PPTP is not secure, the crypto is very weak. Only advantage is it's widely supported. IPSEC is only useful for a point to point tunnel on its own - for a generic VPN setup you'd need something like L2TP or GRE underneath it. There are many different ways of setting it up.


----------



## drmike (Nov 5, 2013)

fahad said:


> I thought Socks Proxy Server can encrypt connections. Can it ? I tried
> 
> Guess xxx.xxx.xxx.xxx is my vps IP.
> 
> ...


A SSH socks based connection IS ENCRYPTED.  Unsure what you are isolating with Wireshark, but it isn't the 1080 SSH tunnel.  It's pre-tunnel or post tunnel.


----------



## wlanboy (Nov 5, 2013)

drmike said:


> A SSH socks based connection IS ENCRYPTED.  Unsure what you are isolating with Wireshark, but it isn't the 1080 SSH tunnel.  It's pre-tunnel or post tunnel.

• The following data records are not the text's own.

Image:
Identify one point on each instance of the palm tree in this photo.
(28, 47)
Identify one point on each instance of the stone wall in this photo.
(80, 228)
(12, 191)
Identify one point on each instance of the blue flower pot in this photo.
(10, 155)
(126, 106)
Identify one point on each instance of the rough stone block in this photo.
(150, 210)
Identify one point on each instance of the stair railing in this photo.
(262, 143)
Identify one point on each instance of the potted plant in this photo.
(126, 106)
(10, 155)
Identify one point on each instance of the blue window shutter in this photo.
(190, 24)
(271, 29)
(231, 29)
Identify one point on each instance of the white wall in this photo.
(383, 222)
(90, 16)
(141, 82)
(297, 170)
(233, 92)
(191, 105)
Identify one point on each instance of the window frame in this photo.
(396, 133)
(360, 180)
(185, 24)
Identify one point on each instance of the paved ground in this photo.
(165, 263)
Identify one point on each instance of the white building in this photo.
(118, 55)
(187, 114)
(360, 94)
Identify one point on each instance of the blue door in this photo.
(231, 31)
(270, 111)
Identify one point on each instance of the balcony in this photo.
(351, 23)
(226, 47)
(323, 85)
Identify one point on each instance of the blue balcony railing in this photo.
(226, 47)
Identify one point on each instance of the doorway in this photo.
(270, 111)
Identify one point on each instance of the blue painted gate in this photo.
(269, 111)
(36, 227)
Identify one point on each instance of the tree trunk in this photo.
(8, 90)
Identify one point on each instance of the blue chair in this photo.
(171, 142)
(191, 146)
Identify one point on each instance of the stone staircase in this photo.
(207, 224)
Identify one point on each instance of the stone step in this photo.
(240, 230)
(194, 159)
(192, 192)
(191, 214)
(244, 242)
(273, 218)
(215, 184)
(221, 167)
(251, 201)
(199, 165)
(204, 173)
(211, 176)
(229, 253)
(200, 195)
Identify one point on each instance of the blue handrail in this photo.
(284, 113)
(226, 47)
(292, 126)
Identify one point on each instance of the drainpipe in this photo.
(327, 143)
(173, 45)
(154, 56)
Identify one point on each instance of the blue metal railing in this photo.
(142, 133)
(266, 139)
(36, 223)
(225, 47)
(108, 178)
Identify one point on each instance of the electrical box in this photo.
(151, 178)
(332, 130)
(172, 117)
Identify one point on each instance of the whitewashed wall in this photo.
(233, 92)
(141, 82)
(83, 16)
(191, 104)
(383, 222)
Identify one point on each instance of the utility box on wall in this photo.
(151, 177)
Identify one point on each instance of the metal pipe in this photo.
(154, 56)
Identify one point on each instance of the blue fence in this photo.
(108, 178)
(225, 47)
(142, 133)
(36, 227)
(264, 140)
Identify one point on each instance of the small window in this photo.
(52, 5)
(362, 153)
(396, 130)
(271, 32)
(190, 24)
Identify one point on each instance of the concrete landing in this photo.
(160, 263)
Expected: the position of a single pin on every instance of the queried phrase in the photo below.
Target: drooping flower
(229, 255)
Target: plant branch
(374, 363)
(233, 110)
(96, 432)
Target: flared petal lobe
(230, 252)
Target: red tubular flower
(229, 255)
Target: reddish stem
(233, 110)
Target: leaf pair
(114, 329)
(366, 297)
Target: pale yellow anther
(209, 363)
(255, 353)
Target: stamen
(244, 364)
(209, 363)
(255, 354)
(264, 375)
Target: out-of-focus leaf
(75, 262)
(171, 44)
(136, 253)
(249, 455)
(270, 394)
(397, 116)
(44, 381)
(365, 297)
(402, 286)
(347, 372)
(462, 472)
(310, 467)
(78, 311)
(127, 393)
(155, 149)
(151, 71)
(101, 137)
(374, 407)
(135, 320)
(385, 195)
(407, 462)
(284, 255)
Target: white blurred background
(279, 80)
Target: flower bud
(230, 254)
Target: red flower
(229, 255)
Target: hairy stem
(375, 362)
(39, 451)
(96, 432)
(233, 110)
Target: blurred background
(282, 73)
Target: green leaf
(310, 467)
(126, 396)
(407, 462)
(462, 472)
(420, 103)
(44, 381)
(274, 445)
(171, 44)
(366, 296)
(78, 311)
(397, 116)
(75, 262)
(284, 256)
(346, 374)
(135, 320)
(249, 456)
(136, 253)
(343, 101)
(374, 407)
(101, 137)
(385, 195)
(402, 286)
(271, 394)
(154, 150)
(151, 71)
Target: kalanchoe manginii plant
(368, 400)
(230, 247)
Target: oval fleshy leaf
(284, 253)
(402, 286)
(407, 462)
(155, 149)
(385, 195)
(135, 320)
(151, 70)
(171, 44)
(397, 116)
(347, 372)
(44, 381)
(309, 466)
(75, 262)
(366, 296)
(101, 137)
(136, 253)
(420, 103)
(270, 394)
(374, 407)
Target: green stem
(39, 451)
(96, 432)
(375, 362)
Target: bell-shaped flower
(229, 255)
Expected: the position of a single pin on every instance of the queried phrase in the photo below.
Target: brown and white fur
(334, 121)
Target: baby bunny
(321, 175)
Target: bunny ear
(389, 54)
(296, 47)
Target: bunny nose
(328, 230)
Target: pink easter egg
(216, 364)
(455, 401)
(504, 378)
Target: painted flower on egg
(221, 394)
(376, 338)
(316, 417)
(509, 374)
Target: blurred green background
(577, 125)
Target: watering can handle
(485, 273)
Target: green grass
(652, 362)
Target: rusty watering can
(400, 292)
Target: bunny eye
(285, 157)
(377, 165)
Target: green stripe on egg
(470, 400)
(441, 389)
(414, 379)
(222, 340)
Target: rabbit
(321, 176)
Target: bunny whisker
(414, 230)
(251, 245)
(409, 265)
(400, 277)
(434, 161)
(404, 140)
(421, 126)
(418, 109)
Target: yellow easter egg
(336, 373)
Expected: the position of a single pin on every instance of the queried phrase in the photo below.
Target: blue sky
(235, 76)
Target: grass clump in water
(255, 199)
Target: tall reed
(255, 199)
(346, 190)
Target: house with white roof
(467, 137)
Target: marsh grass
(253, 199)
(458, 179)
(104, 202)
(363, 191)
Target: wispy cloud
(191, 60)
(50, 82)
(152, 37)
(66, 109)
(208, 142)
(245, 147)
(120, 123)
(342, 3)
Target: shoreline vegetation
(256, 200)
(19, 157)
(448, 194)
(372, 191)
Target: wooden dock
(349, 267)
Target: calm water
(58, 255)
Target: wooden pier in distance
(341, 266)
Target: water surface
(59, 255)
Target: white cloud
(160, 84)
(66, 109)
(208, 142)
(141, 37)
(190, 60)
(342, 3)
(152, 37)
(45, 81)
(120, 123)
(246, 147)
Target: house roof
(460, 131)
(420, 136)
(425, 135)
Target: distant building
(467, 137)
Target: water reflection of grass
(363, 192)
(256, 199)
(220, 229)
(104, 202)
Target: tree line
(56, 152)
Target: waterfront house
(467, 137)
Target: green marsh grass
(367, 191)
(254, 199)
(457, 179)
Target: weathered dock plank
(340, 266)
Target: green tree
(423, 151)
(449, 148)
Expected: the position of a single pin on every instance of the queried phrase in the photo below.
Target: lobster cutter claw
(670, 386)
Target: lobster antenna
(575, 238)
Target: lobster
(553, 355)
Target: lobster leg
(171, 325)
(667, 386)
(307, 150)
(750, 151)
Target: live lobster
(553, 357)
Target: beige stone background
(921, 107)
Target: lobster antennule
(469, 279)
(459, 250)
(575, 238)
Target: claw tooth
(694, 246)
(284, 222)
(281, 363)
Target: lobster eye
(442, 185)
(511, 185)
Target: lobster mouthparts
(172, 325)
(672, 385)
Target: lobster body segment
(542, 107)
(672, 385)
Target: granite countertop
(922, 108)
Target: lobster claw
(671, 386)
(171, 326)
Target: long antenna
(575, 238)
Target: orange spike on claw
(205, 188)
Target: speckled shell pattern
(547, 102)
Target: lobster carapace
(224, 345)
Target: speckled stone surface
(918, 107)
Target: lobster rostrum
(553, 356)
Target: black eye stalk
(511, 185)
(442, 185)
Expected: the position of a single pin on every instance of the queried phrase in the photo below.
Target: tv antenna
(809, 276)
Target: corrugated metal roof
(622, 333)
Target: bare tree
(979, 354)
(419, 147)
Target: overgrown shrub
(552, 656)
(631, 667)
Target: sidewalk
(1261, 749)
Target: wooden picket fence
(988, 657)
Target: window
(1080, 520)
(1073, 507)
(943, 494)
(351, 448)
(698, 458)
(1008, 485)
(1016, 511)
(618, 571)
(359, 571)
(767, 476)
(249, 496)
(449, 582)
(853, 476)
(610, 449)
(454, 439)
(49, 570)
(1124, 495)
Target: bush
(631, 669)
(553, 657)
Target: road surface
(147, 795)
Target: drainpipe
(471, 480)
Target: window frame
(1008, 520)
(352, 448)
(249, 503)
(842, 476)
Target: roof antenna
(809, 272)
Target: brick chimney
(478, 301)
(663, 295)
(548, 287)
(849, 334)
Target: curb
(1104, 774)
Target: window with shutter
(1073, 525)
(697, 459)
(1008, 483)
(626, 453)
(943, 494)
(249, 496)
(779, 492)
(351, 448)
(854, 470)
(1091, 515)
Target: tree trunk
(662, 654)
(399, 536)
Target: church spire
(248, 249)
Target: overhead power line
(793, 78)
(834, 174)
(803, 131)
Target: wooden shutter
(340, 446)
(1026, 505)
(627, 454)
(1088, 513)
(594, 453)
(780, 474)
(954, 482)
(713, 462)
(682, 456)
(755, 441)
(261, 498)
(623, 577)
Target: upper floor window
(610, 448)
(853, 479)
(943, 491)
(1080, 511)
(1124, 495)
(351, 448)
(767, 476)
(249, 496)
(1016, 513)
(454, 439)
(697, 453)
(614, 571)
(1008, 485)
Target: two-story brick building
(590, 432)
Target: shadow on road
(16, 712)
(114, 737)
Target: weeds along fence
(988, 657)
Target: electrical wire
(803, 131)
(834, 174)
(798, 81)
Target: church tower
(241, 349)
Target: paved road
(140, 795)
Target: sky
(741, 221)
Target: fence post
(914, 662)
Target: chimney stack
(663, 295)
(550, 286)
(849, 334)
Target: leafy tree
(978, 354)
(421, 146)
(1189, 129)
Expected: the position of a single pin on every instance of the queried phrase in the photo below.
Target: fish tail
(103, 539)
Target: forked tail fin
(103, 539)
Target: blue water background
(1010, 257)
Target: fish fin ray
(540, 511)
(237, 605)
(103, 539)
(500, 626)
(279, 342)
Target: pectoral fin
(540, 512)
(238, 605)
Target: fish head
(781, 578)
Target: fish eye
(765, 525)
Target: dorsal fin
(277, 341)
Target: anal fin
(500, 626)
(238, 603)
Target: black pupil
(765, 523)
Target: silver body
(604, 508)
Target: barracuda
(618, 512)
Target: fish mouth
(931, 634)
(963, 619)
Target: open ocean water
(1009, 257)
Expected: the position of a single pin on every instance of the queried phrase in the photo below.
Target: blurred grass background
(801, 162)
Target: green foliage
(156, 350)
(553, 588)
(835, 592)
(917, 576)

Browser *<->* localhost <-> ssh tunnel <-> server *<->* internet connection *<->* external website

Just the ssh tunnel is encrypted. The traffic between browser and the ssh tunnel tcp port is not encrypted.

The red connections can be sniffed.


----------



## drmike (Nov 5, 2013)

Yeppers @wlanboy, good visual.

Just so everyone doesn't get antsy -- SSH TUNNELS are encrypted.  Yes you have plaintext info on your local computer or network prior to that tunnel and where the packets land remotely, unencrypted.

Same vulnerability points exist for VPN.


----------



## fahad (Nov 5, 2013)

wlanboy said:


> Browser *<->* localhost <-> ssh tunnel <-> server *<->* internet connection *<->* external website
> 
> Just the ssh tunnel is encrypted. The traffic between browser and the ssh tunnel tcp port is not encrypted.
> 
> The red connections can be sniffed.


If i do this :

From putty , Tunnel by *1080* port. After login to the server by that ssh and open a tunnel there too by


ssh -L 1080:IP:1080 [email protected]
1.Then if i connect firefox by 127.0.0.1:1080

2.Then If i connect firefox by IP:1080

What will hapen then ??


----------



## wlanboy (Nov 5, 2013)

Won't work because ip:1080 is not a public service (and should never be).

But you should trust your local network.


----------



## fahad (Nov 5, 2013)

wlanboy said:


> Won't work because ip:1080 is not a public service (and should never be).
> 
> But you should trust your local network.


..

I should but i am just want to know. 1080 or any other port if i use ?


----------



## scv (Nov 6, 2013)

You can do that, but it's much easier to use proxychains.


----------



## fahad (Nov 6, 2013)

scv said:


> You can do that, but it's much easier to use proxychains.


What do u mean by proxy chain ?


----------



## scv (Nov 6, 2013)

http://proxychains.sourceforge.net/


----------